Im Jahr 2019 wurden die Anforderungen des Vertragsarztrechts an die Durchführung und die Vergütung von Videosprechstunden an die vorausgegangene Entwicklung des ärztlichen Berufsrechts angepasst. Darüber hinaus wurde mit Wirkung zum 16.07.2020 die Feststellung der Arbeitsunfähigkeit mittels Videosprechstunde ausdrücklich ermöglicht.

Durch die Neufassung von § 7 Abs. 4 S. 3 MBO-Ä wurde die ausschließliche Beratung oder Behandlung über Kommunikationsmedien ab Mai 2018 im Einzelfall berufsrechtlich gestattet, wenn dies ärztlich vertretbar ist und die erforderliche ärztliche Sorgfalt insbesondere durch die Art und Weise der Befunderhebung, Beratung, Behandlung sowie Dokumentation gewahrt wird und die Patienten oder der Patient auch über die Besonderheiten der ausschließlichen Beratung und Behandlung über Kommunikationsmedien aufgeklärt wird. 

Weitere Meilensteine in der Entwicklung des Fernbehandlungsrechts waren die Abschaffung des Verbots der Arzneimittelabgabe nach Fernverschreibung durch Streichung der bisherigen Sätze 2 und 3 von § 48 Abs. 1 AMG zum 16.08.2019 und die Anpassung des Heilmittelwerberechts. Trotz berufsrechtlicher Freigabe der ausschließlichen Fernbehandlung war die Werbung für eine solche bisher nach § 9 HWG untersagt. Zum 19.12.2019 wurde dieses Verbot in § 9 Satz 2 HWG auf Fernbehandlungsformen beschränkt, bei denen nach allgemein anerkannten fachlichen Standards ein persönlicher Arzt-Patienten-Kontakt erforderlich ist. 
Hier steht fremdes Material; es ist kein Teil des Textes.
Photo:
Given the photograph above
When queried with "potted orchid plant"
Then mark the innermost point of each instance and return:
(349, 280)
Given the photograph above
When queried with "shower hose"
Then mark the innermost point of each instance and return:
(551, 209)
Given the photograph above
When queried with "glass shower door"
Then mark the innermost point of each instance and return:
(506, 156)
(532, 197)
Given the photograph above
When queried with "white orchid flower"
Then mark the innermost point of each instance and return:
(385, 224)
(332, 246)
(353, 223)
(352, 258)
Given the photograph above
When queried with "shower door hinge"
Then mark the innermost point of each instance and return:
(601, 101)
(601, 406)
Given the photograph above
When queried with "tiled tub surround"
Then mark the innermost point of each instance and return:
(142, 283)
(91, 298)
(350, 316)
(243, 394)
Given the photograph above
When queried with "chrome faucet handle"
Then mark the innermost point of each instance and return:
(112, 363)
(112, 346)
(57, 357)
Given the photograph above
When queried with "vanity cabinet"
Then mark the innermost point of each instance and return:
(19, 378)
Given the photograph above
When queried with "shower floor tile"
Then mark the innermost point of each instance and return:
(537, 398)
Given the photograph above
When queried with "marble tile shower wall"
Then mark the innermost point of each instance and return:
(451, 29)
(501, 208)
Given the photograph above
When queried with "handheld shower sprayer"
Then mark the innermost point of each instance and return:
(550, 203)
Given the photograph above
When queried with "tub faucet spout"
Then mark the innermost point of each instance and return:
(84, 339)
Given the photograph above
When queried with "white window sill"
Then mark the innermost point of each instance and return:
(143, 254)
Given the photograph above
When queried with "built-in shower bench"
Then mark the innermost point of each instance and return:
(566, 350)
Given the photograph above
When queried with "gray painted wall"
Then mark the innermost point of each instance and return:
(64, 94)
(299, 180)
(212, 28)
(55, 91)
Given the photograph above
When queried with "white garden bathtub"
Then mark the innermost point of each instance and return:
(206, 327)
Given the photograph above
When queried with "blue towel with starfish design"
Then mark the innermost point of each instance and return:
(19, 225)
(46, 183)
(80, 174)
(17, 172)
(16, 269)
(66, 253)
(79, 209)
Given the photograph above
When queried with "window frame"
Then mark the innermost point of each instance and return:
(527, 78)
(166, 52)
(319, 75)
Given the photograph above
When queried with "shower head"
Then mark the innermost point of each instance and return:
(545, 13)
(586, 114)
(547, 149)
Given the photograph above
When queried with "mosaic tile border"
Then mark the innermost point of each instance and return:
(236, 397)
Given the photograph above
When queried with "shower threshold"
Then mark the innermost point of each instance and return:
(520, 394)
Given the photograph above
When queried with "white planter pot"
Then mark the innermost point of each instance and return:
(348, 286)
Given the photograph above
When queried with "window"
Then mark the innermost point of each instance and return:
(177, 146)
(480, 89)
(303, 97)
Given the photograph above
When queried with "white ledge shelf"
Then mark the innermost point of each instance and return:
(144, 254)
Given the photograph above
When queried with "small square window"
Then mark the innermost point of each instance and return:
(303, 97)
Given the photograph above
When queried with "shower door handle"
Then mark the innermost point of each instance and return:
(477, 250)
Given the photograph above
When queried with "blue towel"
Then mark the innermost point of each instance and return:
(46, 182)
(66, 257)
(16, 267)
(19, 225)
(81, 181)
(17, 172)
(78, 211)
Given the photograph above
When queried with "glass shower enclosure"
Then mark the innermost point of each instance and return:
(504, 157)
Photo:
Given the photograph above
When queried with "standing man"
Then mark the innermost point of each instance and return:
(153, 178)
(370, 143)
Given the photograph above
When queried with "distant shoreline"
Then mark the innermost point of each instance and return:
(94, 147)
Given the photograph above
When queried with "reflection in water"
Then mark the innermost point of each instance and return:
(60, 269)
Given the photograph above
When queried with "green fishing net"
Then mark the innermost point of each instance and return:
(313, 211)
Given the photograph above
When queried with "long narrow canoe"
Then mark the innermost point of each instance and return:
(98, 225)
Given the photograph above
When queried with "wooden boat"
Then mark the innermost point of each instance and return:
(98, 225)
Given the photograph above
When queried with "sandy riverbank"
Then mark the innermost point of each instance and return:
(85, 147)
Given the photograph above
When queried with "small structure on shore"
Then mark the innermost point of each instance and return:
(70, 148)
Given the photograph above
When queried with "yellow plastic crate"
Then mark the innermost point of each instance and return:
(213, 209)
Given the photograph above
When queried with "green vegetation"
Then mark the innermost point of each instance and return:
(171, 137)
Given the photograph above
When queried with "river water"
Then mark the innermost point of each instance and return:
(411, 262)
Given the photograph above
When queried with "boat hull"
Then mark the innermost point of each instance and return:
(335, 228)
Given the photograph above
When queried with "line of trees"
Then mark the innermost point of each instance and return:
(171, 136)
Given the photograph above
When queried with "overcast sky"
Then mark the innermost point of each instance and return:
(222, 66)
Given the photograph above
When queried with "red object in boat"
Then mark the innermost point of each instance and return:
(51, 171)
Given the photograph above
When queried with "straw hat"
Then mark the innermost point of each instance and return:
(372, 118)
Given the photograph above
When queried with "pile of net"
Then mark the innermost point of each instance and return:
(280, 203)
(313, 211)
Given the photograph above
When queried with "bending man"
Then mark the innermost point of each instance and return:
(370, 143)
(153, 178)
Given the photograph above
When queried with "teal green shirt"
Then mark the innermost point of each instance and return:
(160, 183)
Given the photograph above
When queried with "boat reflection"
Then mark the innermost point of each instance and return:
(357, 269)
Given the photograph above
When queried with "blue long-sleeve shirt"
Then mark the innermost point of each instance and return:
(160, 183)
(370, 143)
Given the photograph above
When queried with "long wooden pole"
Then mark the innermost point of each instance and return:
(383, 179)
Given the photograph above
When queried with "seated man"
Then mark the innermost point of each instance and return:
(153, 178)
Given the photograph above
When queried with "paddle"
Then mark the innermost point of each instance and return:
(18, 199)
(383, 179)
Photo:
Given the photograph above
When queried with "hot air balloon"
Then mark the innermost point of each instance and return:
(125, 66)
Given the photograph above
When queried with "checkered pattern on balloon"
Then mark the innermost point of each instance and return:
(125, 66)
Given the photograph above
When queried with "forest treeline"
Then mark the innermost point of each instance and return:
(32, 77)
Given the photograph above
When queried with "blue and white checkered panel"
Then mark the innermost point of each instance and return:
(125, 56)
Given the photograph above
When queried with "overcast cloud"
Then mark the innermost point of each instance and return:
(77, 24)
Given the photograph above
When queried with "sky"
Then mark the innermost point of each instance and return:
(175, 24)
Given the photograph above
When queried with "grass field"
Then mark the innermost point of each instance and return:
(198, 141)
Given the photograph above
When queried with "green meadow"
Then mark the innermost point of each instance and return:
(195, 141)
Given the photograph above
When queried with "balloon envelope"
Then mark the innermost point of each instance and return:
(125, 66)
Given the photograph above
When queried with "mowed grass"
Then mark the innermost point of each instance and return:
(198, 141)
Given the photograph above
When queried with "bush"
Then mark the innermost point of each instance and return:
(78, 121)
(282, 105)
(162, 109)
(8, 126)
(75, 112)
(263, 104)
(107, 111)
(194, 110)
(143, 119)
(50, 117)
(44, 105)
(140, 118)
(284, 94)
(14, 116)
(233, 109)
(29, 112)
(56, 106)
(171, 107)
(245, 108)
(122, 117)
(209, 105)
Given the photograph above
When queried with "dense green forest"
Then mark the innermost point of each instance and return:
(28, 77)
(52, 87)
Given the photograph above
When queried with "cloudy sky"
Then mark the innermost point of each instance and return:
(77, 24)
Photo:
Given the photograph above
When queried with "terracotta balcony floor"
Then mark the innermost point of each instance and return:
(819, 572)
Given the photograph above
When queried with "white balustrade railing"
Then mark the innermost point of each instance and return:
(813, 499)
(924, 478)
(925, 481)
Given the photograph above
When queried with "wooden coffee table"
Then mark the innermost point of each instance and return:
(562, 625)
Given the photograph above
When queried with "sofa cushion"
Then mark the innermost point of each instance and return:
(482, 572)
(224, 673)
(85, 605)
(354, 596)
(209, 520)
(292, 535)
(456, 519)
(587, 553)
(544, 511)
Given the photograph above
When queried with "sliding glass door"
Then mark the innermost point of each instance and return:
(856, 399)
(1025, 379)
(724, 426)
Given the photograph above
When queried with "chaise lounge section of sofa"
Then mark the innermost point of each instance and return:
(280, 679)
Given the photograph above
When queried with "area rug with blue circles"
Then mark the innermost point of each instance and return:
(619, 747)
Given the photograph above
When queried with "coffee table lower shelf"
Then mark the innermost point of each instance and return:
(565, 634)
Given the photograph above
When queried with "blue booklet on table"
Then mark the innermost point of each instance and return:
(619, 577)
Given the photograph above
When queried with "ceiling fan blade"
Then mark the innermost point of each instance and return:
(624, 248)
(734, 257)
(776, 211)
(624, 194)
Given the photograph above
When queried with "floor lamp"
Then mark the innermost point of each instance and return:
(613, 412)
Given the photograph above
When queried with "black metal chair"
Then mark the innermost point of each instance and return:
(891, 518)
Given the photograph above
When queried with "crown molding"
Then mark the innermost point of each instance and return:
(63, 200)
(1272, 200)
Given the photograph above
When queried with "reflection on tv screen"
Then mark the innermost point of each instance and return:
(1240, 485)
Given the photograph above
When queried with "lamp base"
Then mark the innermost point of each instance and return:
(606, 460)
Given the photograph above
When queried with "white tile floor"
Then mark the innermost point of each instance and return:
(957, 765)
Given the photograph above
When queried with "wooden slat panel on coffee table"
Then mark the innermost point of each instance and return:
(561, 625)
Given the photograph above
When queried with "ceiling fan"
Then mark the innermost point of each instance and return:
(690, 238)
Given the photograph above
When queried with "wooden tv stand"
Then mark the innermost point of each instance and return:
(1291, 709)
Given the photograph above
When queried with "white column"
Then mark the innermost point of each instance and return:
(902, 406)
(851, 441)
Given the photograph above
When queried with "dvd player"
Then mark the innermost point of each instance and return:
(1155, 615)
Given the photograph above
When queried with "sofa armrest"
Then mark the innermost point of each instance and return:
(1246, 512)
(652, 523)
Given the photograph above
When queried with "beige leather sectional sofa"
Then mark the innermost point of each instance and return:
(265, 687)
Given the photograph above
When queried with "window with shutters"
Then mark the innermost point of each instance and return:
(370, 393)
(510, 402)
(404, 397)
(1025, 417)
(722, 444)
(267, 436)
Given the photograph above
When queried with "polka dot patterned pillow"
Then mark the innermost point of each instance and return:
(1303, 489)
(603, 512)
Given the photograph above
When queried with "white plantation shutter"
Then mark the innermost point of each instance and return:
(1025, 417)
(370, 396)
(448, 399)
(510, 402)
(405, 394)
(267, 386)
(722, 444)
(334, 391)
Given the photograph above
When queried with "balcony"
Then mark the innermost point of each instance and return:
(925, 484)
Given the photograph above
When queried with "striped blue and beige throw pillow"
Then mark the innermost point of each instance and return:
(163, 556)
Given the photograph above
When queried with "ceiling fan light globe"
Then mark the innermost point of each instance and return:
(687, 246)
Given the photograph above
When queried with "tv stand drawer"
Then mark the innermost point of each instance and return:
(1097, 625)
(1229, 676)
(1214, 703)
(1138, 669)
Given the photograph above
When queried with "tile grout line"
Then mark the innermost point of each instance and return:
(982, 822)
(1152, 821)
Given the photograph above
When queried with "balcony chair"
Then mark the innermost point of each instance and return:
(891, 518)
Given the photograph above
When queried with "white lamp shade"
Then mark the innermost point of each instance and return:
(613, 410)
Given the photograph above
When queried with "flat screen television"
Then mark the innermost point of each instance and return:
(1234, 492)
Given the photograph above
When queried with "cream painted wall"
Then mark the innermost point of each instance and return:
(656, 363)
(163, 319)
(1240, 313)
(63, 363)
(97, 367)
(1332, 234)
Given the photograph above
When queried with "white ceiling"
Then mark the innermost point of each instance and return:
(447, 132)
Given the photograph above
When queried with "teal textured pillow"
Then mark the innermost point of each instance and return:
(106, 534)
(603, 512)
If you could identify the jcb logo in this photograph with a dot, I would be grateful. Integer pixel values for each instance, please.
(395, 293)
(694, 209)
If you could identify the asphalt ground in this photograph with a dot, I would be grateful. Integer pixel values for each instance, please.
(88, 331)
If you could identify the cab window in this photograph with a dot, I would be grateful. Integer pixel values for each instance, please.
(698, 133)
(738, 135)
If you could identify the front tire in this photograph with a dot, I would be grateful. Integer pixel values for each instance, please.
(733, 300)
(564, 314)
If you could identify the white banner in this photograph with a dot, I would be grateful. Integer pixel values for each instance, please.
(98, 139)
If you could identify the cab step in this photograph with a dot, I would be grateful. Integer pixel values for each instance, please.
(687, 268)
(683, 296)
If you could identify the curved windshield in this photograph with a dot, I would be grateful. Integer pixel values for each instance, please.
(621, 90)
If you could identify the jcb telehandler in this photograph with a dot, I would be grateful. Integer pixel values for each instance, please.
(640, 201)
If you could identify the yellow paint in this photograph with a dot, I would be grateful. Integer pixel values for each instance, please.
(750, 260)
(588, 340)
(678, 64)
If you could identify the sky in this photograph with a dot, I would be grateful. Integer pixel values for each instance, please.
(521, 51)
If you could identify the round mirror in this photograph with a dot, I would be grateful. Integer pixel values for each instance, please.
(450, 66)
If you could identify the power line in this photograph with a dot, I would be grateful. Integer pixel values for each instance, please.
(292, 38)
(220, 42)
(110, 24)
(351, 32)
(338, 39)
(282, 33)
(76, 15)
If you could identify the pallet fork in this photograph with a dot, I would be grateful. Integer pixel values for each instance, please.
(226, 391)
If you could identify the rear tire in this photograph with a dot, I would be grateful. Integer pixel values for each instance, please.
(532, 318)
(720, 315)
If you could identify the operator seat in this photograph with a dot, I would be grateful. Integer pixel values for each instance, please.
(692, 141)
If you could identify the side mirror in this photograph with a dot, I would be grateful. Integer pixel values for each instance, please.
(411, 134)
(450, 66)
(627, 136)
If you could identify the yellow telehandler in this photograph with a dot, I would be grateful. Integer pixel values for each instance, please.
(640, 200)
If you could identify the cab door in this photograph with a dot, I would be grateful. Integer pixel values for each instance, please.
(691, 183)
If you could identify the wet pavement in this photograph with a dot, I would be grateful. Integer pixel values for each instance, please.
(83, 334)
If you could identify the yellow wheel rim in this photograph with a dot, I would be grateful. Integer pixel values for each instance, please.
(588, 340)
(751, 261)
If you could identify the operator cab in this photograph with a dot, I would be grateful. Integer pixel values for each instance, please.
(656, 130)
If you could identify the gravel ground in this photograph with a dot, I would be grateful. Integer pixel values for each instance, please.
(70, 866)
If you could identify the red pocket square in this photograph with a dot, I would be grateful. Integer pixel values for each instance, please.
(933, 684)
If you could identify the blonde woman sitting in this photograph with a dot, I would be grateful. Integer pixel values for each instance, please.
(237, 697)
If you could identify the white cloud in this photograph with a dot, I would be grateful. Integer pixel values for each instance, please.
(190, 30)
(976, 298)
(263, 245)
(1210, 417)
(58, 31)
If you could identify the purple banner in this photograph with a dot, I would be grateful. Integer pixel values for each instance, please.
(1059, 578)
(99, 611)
Änderungen und Weiterentwicklung im EBM und BMV-Ä
§ 31 b BMV-Ärzte

Mit Wirkung zum 16.11.2019 ist die Neufassung der Anlage 31b des BMV-Ä in Kraft getreten. Im Gegensatz zur bisherigen Fassung der Anlage 31b, die Videosprechstunden nach ihrem § 1 Satz 2 noch als „synchrone Kommunikation zwischen einem Arzt und einem ihm bekannten Patienten“ beschrieb, erlaubt die Neufassung den Videokontakt auch mit einem bisher unbekannten Patienten. Gegenüber der Vorgängerfassung wurde zudem auch der Anwendungsbereich der Anlage erheblich erweitert. Neben der klassischen Sprechstunde und Beteiligung von Vertragsarzt und Patient erfasst diese nun auch die Kommunikation zwischen einem Vertragsarzt und einem pflegebedürften Patienten im Heim oder zu Hause unter Beteiligung einer Pflegekraft sowie Fallkonferenzen zwischen mehreren Ärzten oder Ärzten mit Pflegefachkräften, die nach dem EBM als Videofallkonferenzen durchgeführt und vergütet werden können.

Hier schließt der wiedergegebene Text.